Apple's Differential Privacy

At the Apple Worldwide Developers Conference earlier this week, Apple talked about something called “differential privacy.” We know very little about the details, but it seems to be an anonymization technique designed to collect user data without revealing personal information.

What we know about anonymization is that it’s much harder than people think, and it’s likely that this technique will be full of privacy vulnerabilities. (See, for example, the excellent work of Latanya Sweeney.) As expected, security experts are skeptical. Here’s Matt Green trying to figure it out.

So while I applaud Apple for trying to improve privacy within its business models, I would like some more transparency and some more public scrutiny.

EDITED TO ADD (6/17): Adam Shostack comments.

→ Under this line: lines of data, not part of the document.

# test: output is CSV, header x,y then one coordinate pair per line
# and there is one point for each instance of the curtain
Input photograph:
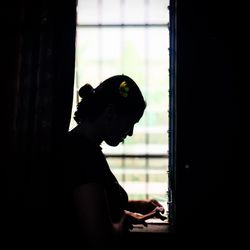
x,y
38,77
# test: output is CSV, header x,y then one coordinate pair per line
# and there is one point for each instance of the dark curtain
x,y
37,62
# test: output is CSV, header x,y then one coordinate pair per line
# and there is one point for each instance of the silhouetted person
x,y
96,209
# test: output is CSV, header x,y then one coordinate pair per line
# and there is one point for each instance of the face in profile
x,y
119,127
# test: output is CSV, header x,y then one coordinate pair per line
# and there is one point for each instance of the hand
x,y
147,206
133,219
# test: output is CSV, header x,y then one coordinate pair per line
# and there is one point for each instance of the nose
x,y
130,132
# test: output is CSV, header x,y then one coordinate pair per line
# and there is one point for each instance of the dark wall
x,y
209,78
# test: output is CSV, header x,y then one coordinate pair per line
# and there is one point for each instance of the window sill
x,y
154,228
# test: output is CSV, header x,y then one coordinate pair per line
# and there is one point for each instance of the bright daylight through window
x,y
131,37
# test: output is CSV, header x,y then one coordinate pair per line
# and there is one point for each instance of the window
x,y
113,37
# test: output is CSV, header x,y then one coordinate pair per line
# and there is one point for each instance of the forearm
x,y
136,206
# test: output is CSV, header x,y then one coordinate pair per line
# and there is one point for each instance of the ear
x,y
110,113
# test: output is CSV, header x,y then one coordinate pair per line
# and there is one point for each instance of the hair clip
x,y
123,89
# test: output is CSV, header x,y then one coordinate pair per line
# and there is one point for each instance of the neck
x,y
90,130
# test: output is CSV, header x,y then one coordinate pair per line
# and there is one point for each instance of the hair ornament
x,y
124,89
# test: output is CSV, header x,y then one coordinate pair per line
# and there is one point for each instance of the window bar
x,y
122,70
100,66
147,89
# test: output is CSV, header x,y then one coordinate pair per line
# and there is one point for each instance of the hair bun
x,y
86,91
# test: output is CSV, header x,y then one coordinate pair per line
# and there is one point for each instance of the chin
x,y
113,143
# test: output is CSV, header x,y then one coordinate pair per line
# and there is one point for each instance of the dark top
x,y
80,162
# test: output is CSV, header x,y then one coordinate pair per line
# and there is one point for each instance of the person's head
x,y
119,100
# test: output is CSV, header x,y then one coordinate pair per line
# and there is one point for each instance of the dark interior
x,y
37,63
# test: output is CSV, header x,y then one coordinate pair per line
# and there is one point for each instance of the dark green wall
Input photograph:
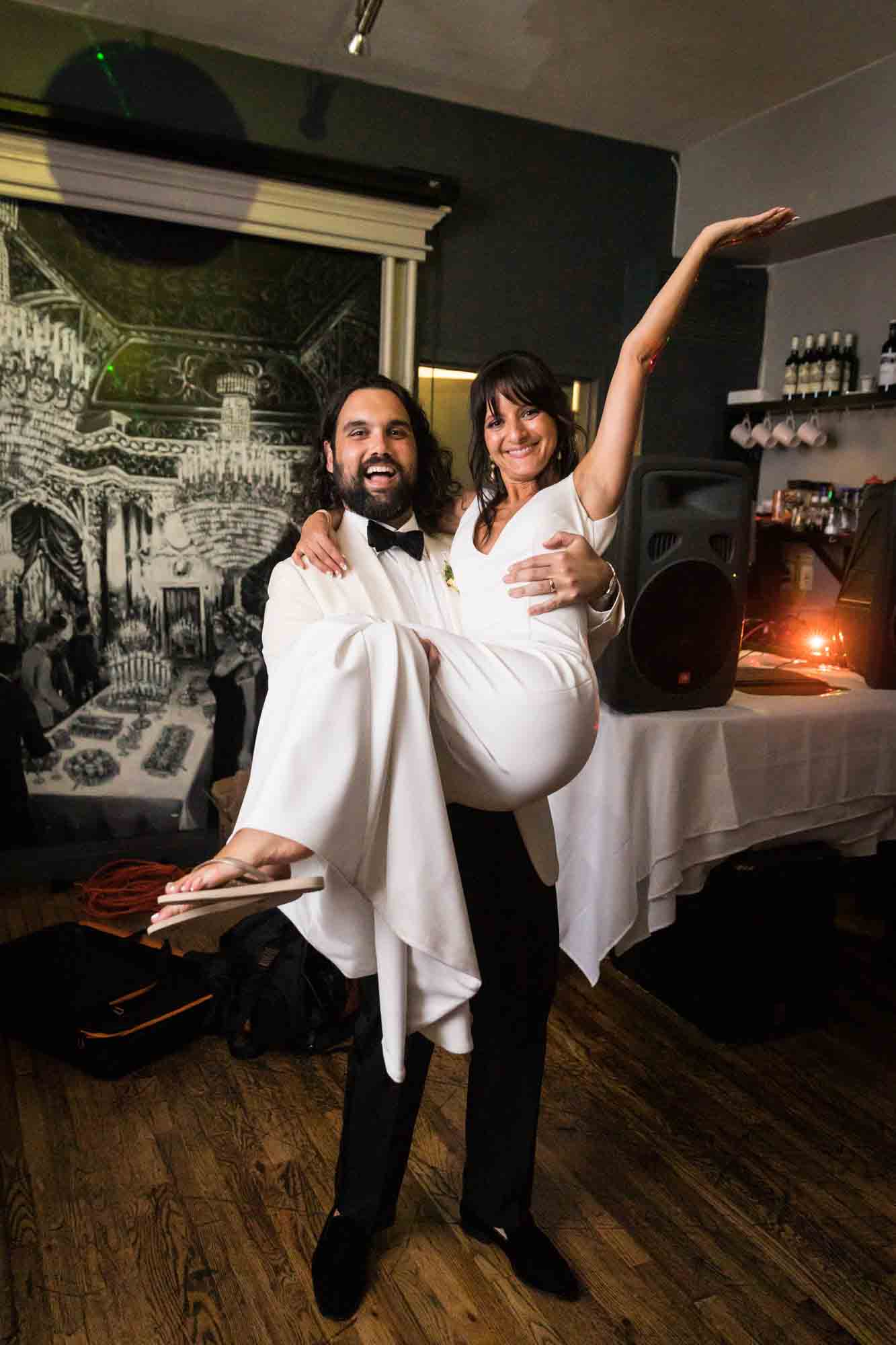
x,y
536,249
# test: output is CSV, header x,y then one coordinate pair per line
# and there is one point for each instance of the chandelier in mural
x,y
233,493
45,377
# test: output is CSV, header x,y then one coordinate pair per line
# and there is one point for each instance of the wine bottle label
x,y
833,373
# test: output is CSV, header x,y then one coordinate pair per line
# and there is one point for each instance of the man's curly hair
x,y
435,488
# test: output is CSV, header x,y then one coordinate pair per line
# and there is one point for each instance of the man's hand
x,y
318,544
573,575
434,657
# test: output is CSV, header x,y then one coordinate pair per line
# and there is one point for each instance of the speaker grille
x,y
684,627
723,545
659,544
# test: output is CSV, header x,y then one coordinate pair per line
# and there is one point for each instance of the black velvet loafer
x,y
532,1256
339,1268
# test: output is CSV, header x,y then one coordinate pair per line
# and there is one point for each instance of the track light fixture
x,y
366,14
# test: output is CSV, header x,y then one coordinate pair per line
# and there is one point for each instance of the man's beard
x,y
385,505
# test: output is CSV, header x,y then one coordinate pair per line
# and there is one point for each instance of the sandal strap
x,y
240,866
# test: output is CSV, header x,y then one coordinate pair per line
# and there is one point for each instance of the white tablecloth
x,y
666,797
134,802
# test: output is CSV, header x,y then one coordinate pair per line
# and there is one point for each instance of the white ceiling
x,y
659,72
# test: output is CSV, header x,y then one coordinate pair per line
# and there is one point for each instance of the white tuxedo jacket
x,y
298,598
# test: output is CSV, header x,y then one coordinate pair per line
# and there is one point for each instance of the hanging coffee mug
x,y
764,435
784,434
743,434
811,435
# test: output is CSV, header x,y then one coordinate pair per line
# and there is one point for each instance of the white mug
x,y
743,434
811,434
764,434
784,432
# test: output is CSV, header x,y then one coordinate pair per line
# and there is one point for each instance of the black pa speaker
x,y
681,553
866,599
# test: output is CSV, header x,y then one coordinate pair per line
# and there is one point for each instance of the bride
x,y
506,716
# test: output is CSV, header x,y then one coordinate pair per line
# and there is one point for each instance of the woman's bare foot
x,y
264,851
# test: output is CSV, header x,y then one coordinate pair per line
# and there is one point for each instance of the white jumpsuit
x,y
353,712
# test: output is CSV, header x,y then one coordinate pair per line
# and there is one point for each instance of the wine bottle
x,y
791,371
850,364
817,368
805,365
887,372
833,368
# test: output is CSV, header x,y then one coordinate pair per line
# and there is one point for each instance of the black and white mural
x,y
159,396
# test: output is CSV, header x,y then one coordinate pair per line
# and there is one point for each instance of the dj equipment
x,y
866,601
681,553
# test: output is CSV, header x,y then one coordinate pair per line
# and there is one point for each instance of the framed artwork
x,y
161,387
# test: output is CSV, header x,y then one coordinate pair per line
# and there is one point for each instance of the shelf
x,y
806,406
822,547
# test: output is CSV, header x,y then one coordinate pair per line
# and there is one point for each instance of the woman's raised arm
x,y
603,473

And more commentary from Tom’s Guide.

EDITED TO ADD (6/17): Here’s a slide deck on privacy from the WWDC.

Tags: anonymity, Apple, data collection, privacy

Posted on June 16, 2016 at 9:30 PM • 15 Comments

Comments

Wael • June 16, 2016 11:46 PM

I would like some more transparency and some more public scrutiny.

Perhaps at the right time the information will be shared.

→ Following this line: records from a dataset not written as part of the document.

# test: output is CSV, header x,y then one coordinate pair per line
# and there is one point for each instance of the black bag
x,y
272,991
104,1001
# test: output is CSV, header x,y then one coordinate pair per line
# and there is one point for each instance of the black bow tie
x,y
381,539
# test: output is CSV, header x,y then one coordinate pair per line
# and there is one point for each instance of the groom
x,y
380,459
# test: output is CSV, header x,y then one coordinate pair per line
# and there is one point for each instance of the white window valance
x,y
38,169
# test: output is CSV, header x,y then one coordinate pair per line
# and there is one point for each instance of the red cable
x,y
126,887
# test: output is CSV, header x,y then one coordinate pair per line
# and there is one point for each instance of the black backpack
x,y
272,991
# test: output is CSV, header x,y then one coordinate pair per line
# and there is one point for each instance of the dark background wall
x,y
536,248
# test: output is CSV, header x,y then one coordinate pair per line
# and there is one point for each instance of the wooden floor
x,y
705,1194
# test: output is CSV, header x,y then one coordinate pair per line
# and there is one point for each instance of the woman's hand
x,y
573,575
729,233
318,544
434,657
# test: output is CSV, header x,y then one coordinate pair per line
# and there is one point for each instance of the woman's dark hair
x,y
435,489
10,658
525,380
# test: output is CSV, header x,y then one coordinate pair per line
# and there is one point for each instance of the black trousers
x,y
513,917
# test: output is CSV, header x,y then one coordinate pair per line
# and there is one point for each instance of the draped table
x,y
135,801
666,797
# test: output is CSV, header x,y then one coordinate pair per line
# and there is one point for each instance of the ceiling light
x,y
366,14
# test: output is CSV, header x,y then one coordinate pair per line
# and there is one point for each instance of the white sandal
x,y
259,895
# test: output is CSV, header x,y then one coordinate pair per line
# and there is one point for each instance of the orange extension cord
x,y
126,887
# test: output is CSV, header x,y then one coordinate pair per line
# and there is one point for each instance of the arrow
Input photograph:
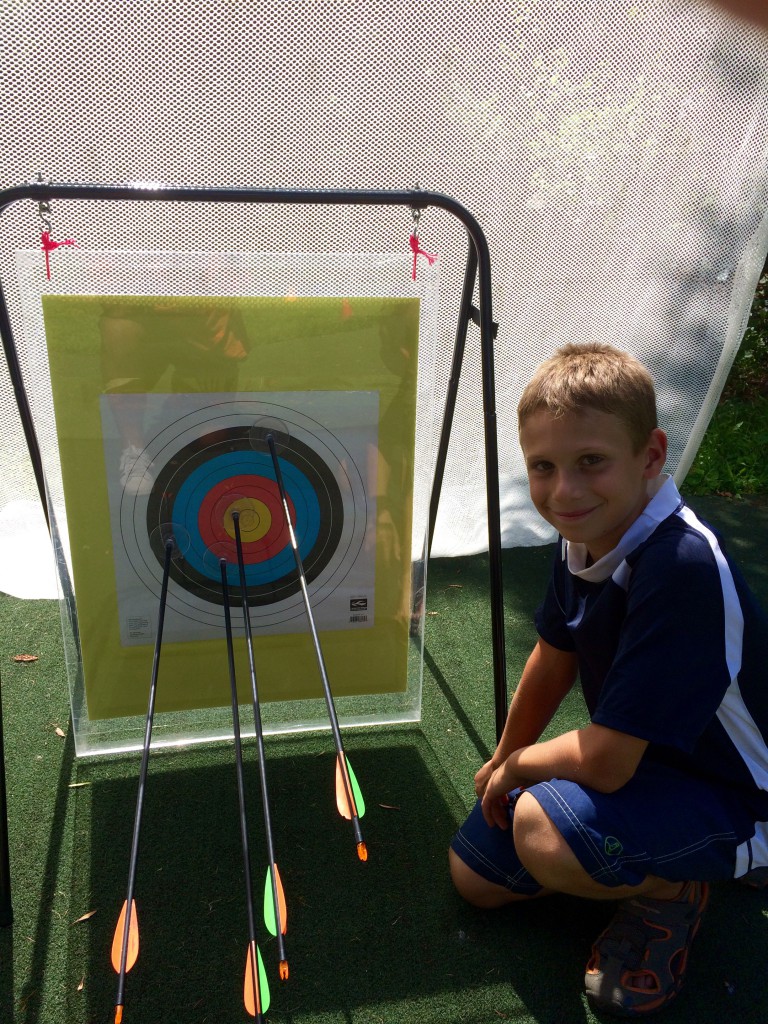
x,y
276,909
256,990
346,788
125,942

1. The more information you intend to “ask” of your database, the more noise has to be injected in order to minimize the privacy leakage. This means that in DP there is generally a fundamental tradeoff between accuracy and privacy, which can be a big problem when training complex ML models.
1. Once data has been leaked, it’s gone. Once you’ve leaked as much data as your calculations tell you is safe, you can’t keep going — at least not without risking your users’ privacy. At this point, the best solution may be to just to destroy the database and start over. If such a thing is possible.

While correct, this isn’t complete.

Hunter S. • June 17, 2016 1:30 AM

Like any large corporate entity, Apple is trying to have its cake and eat it too. At your expense, naturally.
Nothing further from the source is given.